My voice was barely more than a whisper, but it cut through the stale air of our cramped apartment in Syracuse like a razor. Mike was hunched over his laptop at the kitchen table, the blue glow of the screen painting shadows under his eyes. He didn’t look up. He never looked up anymore.

I pressed my fingertips into the Formica counter, searching for words that wouldn’t sound like accusations. But everything felt like an accusation lately.

He finally spoke, voice flat. “Doing what alone, Susan?”

The kettle behind me shrieked, but I didn’t move to silence it. “Life. Us. All of it.”

He slammed his laptop shut, the sound jolting me. “You’re overreacting. We both work, we both pay bills. What more do you want?”

I wanted to scream that it wasn’t about the bills or the chores. It was the way I carried every plan, every hope, every conversation about our future—alone. I wanted a partner, not another person I had to drag behind me like a stubborn shadow.

I’m Susan Novak—yes, Novak, my parents’ stubborn Polish pride packed into one last name. I grew up in Binghamton, New York, in a house where the river always threatened to flood and my mother’s voice ricocheted off the wallpaper. My parents worked hard, my father at the auto shop, my mother at the hospital. They believed in effort, in sacrifice, in never complaining. I thought I did too, until Mike.

We’d been together nearly three years, and for the last twelve months, we’d shared this tiny apartment: mismatched mugs, stacks of thrifted books, the same old argument about whose turn it was to buy groceries. We both found jobs that spring—me at a nonprofit, him at a tech startup—and suddenly the world felt wide open. We talked about moving to the city, maybe even buying a house one day. But those conversations always ended with me doing the research, me drawing up budgets, me making the lists. Mike would nod and say, “Sounds good, babe,” and then retreat into his world of code and late-night pizza.

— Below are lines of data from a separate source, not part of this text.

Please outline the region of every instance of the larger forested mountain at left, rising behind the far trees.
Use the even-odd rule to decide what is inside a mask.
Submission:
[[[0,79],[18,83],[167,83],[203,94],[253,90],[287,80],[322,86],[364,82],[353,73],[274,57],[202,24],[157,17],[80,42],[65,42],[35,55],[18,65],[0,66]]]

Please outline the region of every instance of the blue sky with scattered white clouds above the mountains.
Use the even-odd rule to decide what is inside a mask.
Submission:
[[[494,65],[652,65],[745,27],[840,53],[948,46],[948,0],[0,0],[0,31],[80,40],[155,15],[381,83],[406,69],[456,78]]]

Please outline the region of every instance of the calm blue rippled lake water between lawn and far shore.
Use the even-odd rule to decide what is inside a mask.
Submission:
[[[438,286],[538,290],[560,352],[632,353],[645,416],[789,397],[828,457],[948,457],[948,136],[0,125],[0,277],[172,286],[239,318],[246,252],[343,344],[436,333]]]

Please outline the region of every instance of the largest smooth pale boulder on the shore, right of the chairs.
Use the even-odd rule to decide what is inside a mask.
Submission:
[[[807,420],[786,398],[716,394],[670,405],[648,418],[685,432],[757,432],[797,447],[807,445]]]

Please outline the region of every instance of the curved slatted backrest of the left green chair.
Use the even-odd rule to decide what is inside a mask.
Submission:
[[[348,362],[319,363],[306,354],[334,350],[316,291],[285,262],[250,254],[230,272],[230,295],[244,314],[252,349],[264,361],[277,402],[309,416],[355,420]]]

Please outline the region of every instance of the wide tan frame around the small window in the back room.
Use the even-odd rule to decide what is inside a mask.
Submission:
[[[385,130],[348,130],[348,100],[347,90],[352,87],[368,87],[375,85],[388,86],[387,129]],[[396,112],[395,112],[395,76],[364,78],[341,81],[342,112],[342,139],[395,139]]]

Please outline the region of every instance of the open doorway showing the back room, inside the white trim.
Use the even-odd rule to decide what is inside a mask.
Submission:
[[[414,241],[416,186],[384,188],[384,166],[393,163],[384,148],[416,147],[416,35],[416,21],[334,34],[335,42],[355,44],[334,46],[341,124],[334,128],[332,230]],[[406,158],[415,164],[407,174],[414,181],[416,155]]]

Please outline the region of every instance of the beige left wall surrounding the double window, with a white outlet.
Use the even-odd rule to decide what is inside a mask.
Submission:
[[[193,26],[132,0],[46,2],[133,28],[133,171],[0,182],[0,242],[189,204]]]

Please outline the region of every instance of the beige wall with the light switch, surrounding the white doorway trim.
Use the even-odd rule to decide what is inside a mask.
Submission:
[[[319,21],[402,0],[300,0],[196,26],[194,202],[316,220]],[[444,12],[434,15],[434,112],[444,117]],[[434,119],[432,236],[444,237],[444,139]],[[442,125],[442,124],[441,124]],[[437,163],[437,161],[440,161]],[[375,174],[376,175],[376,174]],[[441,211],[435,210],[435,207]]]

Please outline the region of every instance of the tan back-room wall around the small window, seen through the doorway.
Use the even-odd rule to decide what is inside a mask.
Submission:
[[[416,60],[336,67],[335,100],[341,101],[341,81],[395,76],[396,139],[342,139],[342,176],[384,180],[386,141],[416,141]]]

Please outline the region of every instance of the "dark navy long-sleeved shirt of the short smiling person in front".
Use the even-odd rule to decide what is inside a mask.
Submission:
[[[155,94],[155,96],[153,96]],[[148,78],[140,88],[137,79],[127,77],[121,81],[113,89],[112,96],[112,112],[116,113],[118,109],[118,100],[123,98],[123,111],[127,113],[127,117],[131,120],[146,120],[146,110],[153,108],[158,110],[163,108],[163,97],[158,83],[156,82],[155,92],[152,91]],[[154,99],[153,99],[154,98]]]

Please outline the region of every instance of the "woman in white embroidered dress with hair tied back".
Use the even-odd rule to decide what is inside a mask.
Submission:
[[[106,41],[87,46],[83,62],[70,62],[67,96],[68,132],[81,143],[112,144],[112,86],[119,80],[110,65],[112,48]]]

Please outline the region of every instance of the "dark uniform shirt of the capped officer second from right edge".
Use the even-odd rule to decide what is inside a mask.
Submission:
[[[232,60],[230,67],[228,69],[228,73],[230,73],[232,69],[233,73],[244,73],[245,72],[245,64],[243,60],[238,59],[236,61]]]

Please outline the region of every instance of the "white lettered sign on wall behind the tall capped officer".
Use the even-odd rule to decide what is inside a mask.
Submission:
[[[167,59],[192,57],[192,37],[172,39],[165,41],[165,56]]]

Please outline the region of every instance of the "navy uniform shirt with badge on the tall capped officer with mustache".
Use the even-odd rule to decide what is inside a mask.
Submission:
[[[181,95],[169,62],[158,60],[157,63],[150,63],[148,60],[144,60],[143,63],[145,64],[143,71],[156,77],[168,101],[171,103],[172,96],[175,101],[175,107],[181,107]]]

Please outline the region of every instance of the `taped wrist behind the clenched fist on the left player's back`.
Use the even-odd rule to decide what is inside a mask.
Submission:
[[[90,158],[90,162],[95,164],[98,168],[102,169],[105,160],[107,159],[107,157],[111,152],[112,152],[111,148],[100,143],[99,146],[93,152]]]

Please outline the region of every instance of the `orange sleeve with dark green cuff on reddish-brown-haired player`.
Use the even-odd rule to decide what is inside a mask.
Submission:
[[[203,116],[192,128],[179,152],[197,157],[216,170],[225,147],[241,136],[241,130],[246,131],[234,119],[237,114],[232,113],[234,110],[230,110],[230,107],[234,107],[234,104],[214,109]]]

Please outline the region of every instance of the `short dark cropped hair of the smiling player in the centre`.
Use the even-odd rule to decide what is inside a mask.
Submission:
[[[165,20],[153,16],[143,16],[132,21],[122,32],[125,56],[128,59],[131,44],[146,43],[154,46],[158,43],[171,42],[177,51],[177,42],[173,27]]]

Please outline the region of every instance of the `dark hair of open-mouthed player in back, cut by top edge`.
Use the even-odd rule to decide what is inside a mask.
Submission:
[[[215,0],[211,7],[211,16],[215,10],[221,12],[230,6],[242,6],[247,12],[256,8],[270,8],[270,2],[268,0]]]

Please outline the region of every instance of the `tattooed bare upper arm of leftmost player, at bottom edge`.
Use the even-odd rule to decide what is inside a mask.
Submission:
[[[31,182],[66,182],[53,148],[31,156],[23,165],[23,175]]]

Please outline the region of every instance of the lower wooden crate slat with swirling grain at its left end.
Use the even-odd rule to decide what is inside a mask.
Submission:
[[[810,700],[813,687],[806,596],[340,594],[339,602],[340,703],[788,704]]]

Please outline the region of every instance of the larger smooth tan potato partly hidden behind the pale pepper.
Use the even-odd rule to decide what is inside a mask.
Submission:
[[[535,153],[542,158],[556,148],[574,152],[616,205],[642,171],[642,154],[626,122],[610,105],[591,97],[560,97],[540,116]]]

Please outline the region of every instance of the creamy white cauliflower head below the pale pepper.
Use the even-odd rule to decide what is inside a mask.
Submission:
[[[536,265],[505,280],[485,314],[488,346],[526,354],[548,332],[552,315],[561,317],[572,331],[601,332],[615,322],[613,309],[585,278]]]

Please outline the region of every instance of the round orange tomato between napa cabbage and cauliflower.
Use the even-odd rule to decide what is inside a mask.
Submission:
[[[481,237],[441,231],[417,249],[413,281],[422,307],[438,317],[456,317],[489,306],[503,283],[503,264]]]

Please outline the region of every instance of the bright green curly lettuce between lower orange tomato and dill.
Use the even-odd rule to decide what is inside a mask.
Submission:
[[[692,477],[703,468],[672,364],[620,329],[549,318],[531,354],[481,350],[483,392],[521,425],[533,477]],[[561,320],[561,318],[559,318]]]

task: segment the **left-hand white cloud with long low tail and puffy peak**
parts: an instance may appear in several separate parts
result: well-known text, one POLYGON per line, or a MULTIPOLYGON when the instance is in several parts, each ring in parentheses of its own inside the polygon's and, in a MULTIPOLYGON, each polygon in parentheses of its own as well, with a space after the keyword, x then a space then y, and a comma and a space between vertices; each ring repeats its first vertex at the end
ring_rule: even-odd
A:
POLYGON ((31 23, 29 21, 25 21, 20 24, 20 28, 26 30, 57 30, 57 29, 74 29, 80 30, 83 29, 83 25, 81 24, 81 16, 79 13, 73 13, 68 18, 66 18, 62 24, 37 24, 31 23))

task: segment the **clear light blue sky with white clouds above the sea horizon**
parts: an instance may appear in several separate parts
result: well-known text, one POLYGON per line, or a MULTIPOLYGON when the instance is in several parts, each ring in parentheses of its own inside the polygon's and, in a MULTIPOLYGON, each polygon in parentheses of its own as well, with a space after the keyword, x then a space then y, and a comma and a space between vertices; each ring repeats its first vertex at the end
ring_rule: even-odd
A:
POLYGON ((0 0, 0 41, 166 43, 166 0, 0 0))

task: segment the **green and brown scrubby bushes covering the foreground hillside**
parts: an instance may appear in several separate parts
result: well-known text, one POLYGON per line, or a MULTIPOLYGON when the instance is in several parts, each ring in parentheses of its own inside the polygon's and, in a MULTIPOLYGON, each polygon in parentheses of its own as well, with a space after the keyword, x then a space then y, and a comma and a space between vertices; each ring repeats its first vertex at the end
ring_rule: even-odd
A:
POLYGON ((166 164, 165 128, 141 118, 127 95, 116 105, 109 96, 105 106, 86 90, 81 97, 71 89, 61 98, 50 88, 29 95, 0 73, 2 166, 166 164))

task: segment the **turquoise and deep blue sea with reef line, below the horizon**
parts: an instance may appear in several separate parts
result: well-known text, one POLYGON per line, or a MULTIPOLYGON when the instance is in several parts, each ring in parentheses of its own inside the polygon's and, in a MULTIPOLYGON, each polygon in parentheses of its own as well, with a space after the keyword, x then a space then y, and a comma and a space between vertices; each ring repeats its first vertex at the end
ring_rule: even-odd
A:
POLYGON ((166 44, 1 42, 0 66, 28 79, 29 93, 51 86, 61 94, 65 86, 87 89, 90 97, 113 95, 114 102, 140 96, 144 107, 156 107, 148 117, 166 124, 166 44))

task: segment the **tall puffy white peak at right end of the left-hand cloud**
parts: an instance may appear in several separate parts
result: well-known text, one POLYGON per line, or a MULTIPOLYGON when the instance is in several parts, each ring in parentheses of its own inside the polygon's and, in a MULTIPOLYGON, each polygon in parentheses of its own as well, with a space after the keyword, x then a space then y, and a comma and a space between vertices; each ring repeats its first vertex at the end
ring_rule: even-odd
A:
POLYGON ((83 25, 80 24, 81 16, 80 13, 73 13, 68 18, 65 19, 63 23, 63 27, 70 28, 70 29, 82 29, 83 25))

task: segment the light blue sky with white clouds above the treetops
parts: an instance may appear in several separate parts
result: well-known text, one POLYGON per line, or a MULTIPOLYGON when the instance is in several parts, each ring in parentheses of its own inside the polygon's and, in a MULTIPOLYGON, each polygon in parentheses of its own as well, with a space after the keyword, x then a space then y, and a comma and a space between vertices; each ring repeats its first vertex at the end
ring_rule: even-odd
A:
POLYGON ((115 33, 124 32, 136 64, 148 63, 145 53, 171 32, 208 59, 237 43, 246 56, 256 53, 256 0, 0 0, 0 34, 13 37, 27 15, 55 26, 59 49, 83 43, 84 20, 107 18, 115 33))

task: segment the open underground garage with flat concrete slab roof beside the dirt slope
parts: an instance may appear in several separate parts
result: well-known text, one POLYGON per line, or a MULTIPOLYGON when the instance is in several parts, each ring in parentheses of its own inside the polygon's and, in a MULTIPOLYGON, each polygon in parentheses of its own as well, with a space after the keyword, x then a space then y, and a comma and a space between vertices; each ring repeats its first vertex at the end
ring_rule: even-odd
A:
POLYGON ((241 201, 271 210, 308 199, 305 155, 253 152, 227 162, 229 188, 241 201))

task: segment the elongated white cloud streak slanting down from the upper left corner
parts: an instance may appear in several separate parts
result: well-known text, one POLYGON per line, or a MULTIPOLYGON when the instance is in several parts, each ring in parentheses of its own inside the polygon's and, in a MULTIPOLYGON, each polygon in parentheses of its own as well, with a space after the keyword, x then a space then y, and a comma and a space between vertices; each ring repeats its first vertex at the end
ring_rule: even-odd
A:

The first time I met his mom, Lydia, she pulled me into a hug so fierce I almost lost my balance. “I’m so glad you’re here,” she whispered, glancing at Mike like he was a storm she couldn’t steer. I understood her relief. Mike was bright, funny, but he drifted—never quite touching ground. His family said he was a dreamer. Mine called him a project.

It’s a cruel thing, loving someone’s potential more than their reality.

Last week, my sister called me on her way to pick up her kids. “Mom said you and Mike are looking at houses. Is he finally stepping up?”

I laughed, but it sounded hollow even to me. “You know Mike. He’s thinking about it.”

She clicked her tongue, the way she always did when she thought I was being too soft. “Susan, you don’t have to fix him.”

“I’m not,” I lied. “We’re fine.”

But we weren’t. Not really. I was tired of being the only one who planned, who worried, who made things happen. I was tired of dragging him forward, like a sled through heavy snow.

One night, after another argument about whose turn it was to call the landlord about a leaking faucet, I sat on the bathroom floor and wept into a towel. The tiles were cold against my legs, and I thought about my mother, scrubbing floors after twelve-hour shifts, never asking for help. I thought about the silence between Mike and me, how it grew in the spaces where laughter used to live.

The next morning, I found a note from Mike on the fridge. “Gone to work early. Sorry about last night. Let’s talk later?”

But later never came. Not really. We’d talk, and he’d promise to try harder, to do better. For a week, maybe two, he’d remember to pick up groceries or ask me about my day. Then he’d slip back into his old patterns, and I’d find myself alone again, making plans for two.

The final straw came on a stormy Thursday. My car broke down outside our apartment, rain pounding the windshield like a thousand tiny fists. I called Mike, hoping he’d answer, hoping he’d come outside and help me. He sent a text: “In a meeting. Can you call AAA?”

I sat there, soaked and shivering, and realized I was done. I didn’t want to be the girl who handled everything. I didn’t want to be my mother, holding up the sky while everyone else rested in the shade.

That night, I told Mike I needed space. He looked at me like I’d spoken in another language. “You’re giving up? Just like that?”

“No. I’m just tired of dragging us both. I need you to meet me halfway, or not at all.”

He didn’t fight. Maybe he was tired too. Maybe he’d always been tired.

I moved out two weeks later, into a tiny studio with peeling paint and a view of the parking lot. My mother called every night, her voice a mix of relief and worry. “You did the right thing, Susan. You can’t carry someone who won’t walk beside you.”

Some nights, I still miss Mike—the way he laughed at my terrible jokes, the warmth of his hand in mine. But I don’t miss the weight. I don’t miss the silence.

Sometimes I wonder: How many women like me are out there, dragging love behind them, mistaking burden for partnership? When do we finally decide to let go, and trust ourselves to walk alone?